In the digital realm, if an Agent oversteps, you can kill processes, change permissions, or roll back data. But if a machine in the physical world malfunctions, simply holding it may not be enough.

Now, it’s not just in dining. Amazon’s warehouse sorting robots, factory collaborative arms, shopping mall guiding robots, nursing robots in elder care—automation is increasingly entering spaces shared with humans.

By 2026, global industrial robot installations are projected to reach $16.7 billion, with each one shortening the physical distance between machines and people.

As tasks shift from dancing to serving food, from performing to surgery, from entertainment to caregiving… the cost of every mistake is escalating.

Currently, worldwide, there’s no clear answer to the question: “If a robot injures someone in a public place, who is responsible?”

Disobedience is a problem, but lack of boundaries is even worse

The first two incidents—an AI posting an incorrect message and a robot dancing in the wrong place—are faults, accidents, and can be fixed.

But what if AI strictly follows its design, and you still feel uncomfortable?

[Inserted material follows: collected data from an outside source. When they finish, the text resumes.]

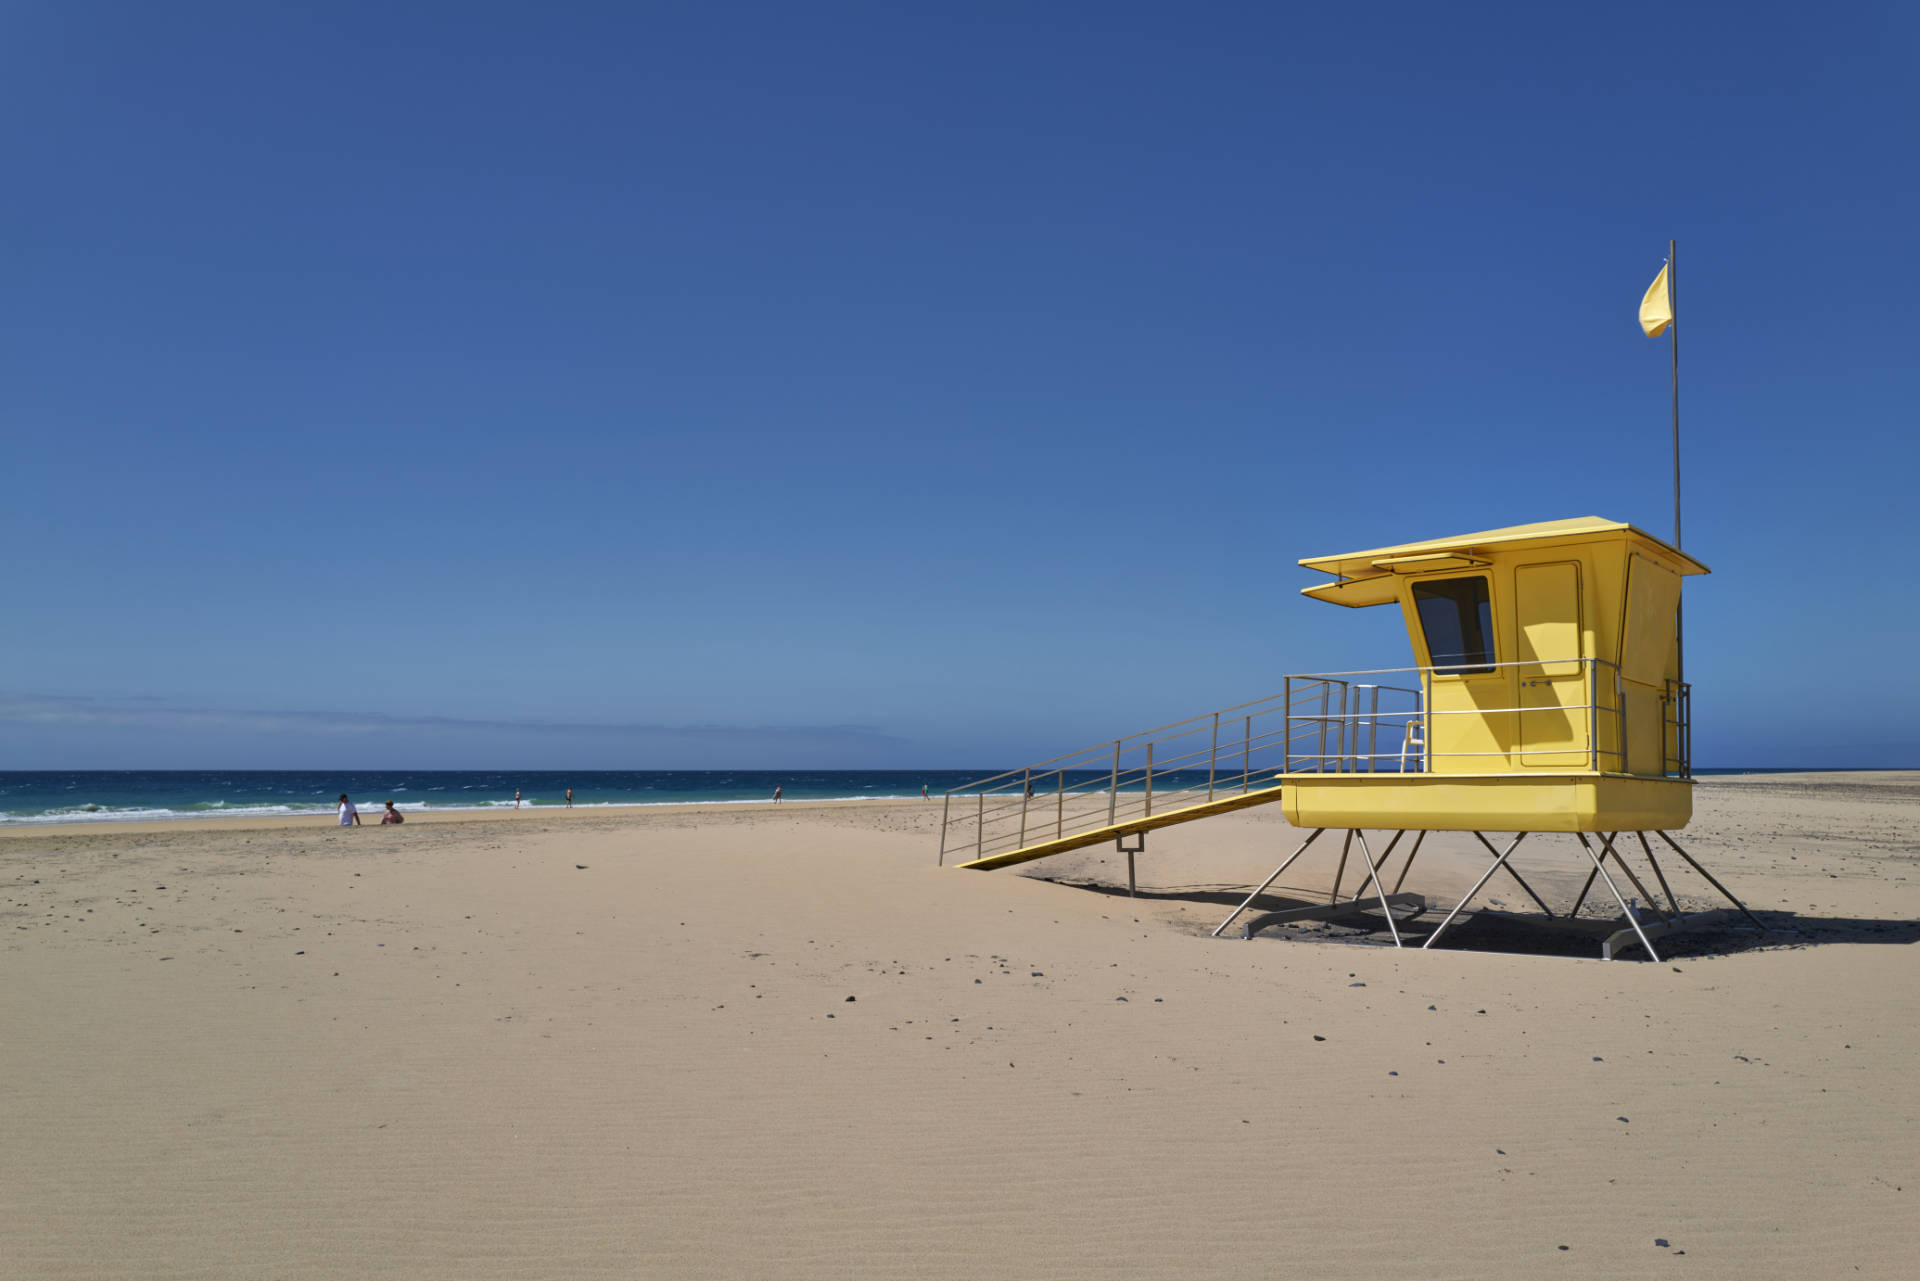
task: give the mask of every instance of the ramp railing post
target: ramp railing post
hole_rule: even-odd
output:
[[[1033,769],[1028,767],[1020,775],[1020,843],[1013,848],[1023,849],[1027,843],[1027,806],[1033,803]]]
[[[1207,753],[1207,800],[1213,800],[1213,774],[1220,763],[1220,713],[1213,714],[1213,747]]]
[[[1055,840],[1067,834],[1067,771],[1061,770],[1060,791],[1054,800],[1053,836]]]
[[[1240,744],[1240,794],[1253,786],[1253,717],[1247,717],[1247,736]]]
[[[1147,803],[1141,812],[1144,818],[1153,817],[1153,744],[1147,744]]]
[[[1120,807],[1120,740],[1113,741],[1113,785],[1107,788],[1107,826],[1112,827]]]
[[[974,796],[979,806],[973,816],[973,856],[984,858],[987,852],[987,789],[981,788]]]
[[[947,865],[947,816],[953,813],[953,793],[948,792],[940,801],[940,866]]]

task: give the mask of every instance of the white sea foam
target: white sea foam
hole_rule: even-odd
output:
[[[907,801],[918,800],[917,795],[888,796],[790,796],[789,802],[801,801]],[[586,809],[652,809],[673,805],[766,805],[770,804],[765,796],[736,797],[730,800],[719,797],[694,797],[672,801],[575,801],[572,808]],[[190,821],[208,818],[325,818],[333,819],[338,813],[338,805],[328,802],[323,805],[228,805],[224,801],[205,802],[204,809],[143,809],[128,807],[115,809],[106,805],[78,805],[68,809],[47,810],[38,814],[0,813],[0,827],[14,824],[48,826],[63,823],[164,823]],[[383,807],[380,802],[361,805],[360,816],[363,822],[377,822]],[[468,805],[432,805],[425,801],[396,801],[394,808],[402,814],[456,814],[485,813],[502,808],[512,809],[513,801],[507,799],[481,801]],[[522,801],[523,810],[560,810],[567,806],[562,801]]]

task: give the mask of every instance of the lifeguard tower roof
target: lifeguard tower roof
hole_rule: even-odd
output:
[[[1386,605],[1399,599],[1395,575],[1479,568],[1488,563],[1482,553],[1496,548],[1512,551],[1529,545],[1570,546],[1611,541],[1623,535],[1660,548],[1678,562],[1682,574],[1709,572],[1705,565],[1671,543],[1655,538],[1625,521],[1608,520],[1605,516],[1575,516],[1568,520],[1543,520],[1531,525],[1486,529],[1477,534],[1456,534],[1451,538],[1428,538],[1417,543],[1402,543],[1397,547],[1375,547],[1371,551],[1308,556],[1300,561],[1303,568],[1332,574],[1335,581],[1302,588],[1300,594],[1354,608]]]

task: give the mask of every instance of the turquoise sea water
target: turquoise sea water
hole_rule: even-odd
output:
[[[0,825],[131,822],[248,814],[332,814],[340,793],[362,811],[392,801],[430,810],[687,801],[938,797],[989,770],[61,770],[0,772]]]
[[[994,773],[978,770],[32,770],[0,771],[0,825],[129,822],[223,815],[331,815],[340,793],[362,811],[392,801],[407,813],[431,810],[765,802],[917,797]],[[1784,774],[1784,769],[1712,769],[1701,774]],[[1808,771],[1818,772],[1818,771]],[[1070,771],[1068,785],[1103,777]],[[1206,785],[1206,772],[1155,786]],[[1003,786],[1013,786],[1003,783]],[[1134,790],[1123,786],[1122,791]]]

This month, the well-known overseas dating app Tinder launched a new feature called Camera Roll Scan. Simply put:

AI scans all photos in your phone’s gallery, analyzes your interests, personality, and lifestyle, and helps create a dating profile, suggesting what kind of people you like.

Fitness selfies, travel scenery, pet photos—no problem. But your gallery might also include bank screenshots, medical reports, photos with exes… and what if AI also scans those?

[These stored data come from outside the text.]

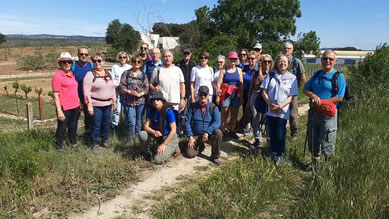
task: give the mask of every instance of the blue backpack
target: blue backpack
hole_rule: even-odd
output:
[[[91,63],[91,62],[88,62],[88,63],[93,70],[94,69],[93,63]],[[73,61],[72,72],[74,73],[75,70],[76,70],[76,61]]]

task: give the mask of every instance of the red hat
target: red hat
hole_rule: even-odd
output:
[[[329,100],[320,100],[320,105],[317,105],[315,109],[329,117],[334,117],[336,115],[336,105]]]
[[[229,59],[239,59],[238,53],[237,52],[229,52],[228,53],[228,58]]]

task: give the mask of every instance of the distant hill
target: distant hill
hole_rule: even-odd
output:
[[[92,36],[65,36],[51,34],[7,34],[7,40],[61,40],[61,41],[105,41],[105,37]]]

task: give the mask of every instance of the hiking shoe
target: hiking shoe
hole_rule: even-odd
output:
[[[298,135],[297,134],[292,134],[292,141],[297,141]]]
[[[239,139],[239,136],[235,132],[229,132],[228,137],[232,139]]]
[[[63,149],[62,148],[57,148],[55,149],[58,153],[63,153]]]
[[[219,158],[211,158],[211,161],[217,166],[220,166],[220,164],[222,163]]]
[[[254,143],[253,143],[253,145],[254,145],[256,148],[261,147],[261,146],[262,146],[262,141],[261,141],[261,139],[256,138],[255,141],[254,141]]]
[[[176,158],[181,155],[180,147],[176,147],[176,151],[174,151],[173,157]]]
[[[268,156],[265,157],[266,160],[274,160],[277,156],[277,153],[275,152],[270,152]]]
[[[322,169],[323,169],[323,164],[320,161],[316,161],[316,160],[312,161],[307,166],[305,166],[306,172],[312,172],[312,171],[320,172]]]
[[[109,147],[109,141],[108,141],[108,140],[106,140],[106,141],[103,142],[103,147],[104,147],[104,148]]]
[[[285,161],[285,158],[283,156],[277,156],[276,157],[276,166],[280,166]]]

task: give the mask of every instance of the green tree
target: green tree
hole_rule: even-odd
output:
[[[0,33],[0,44],[5,43],[5,42],[6,42],[5,35]]]
[[[32,87],[22,84],[20,85],[20,89],[24,92],[27,99],[28,94],[32,91]]]
[[[308,33],[300,33],[297,37],[297,41],[293,45],[295,54],[297,57],[301,58],[303,54],[320,54],[320,38],[317,37],[315,31],[310,31]]]
[[[128,53],[135,52],[141,42],[140,33],[126,23],[120,23],[118,19],[109,23],[105,35],[105,41],[115,50],[123,50]]]
[[[159,34],[161,37],[179,37],[180,45],[183,48],[194,49],[199,46],[200,35],[196,21],[186,24],[158,22],[153,25],[152,33]]]

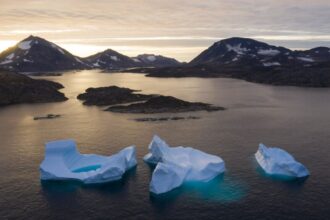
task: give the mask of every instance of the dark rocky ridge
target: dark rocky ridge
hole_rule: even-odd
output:
[[[111,49],[89,56],[86,58],[86,61],[95,68],[108,70],[140,66],[130,57]]]
[[[58,91],[61,88],[63,86],[56,82],[31,79],[18,73],[0,72],[0,106],[65,101],[67,98]]]
[[[88,88],[77,98],[82,100],[84,105],[106,106],[144,101],[153,97],[153,95],[136,94],[135,92],[137,90],[117,86]]]
[[[86,69],[89,65],[54,43],[29,36],[0,54],[0,68],[14,72],[51,72]]]
[[[292,51],[252,39],[229,38],[186,65],[135,71],[149,77],[228,77],[272,85],[330,87],[330,48]]]
[[[143,114],[219,110],[225,110],[225,108],[212,106],[201,102],[187,102],[172,96],[157,96],[148,99],[146,102],[111,106],[106,109],[106,111],[111,112]]]
[[[182,64],[174,58],[154,54],[141,54],[132,59],[142,67],[169,67]]]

You might not even be able to choose what it sees or doesn’t see. It’s either all on or all off.

This feature currently requires user activation; it’s not enabled by default. Tinder also states that processing is mainly done locally, filtering explicit content and blurring faces.

But the comments on Reddit are almost unanimous: people see this as data harvesting without boundaries. AI is working as designed, but that design itself is crossing user boundaries.

This isn’t just Tinder’s choice.

Last month, Meta also rolled out a similar feature, allowing AI to scan unpublished photos on your phone to suggest edits. AI actively “sees” users’ private content, becoming a default part of product design.

Various rogue apps in China say, “We’re familiar with this routine.”

As more applications package “AI helps you decide” as convenience, what users surrender is quietly expanding—from chat logs, to photo albums, to the entire digital footprint of their lives…

A feature designed by a product manager in a meeting room isn’t an accident or mistake; it’s not something to be fixed.

This may be the hardest part of the AI boundary issue to answer.

When we look at all these cases together, you’ll find that the anxiety about AI making you unemployed is still far off.

It’s hard to say when AI will replace you, but right now, it’s enough that it makes a few decisions for you without your knowledge to make you uncomfortable.

Posting an unauthorized message, deleting emails you asked to keep, browsing through your private photos—each isn’t deadly, but each feels a bit like overly aggressive autonomous driving:

You think you’re still in control, but the accelerator under your foot might not be entirely yours anymore.

By 2026, when we still discuss AI, perhaps the most important concern isn’t when it becomes superintelligent, but a more immediate, concrete question:

Who decides what AI can do and what it can’t? Who draws that line?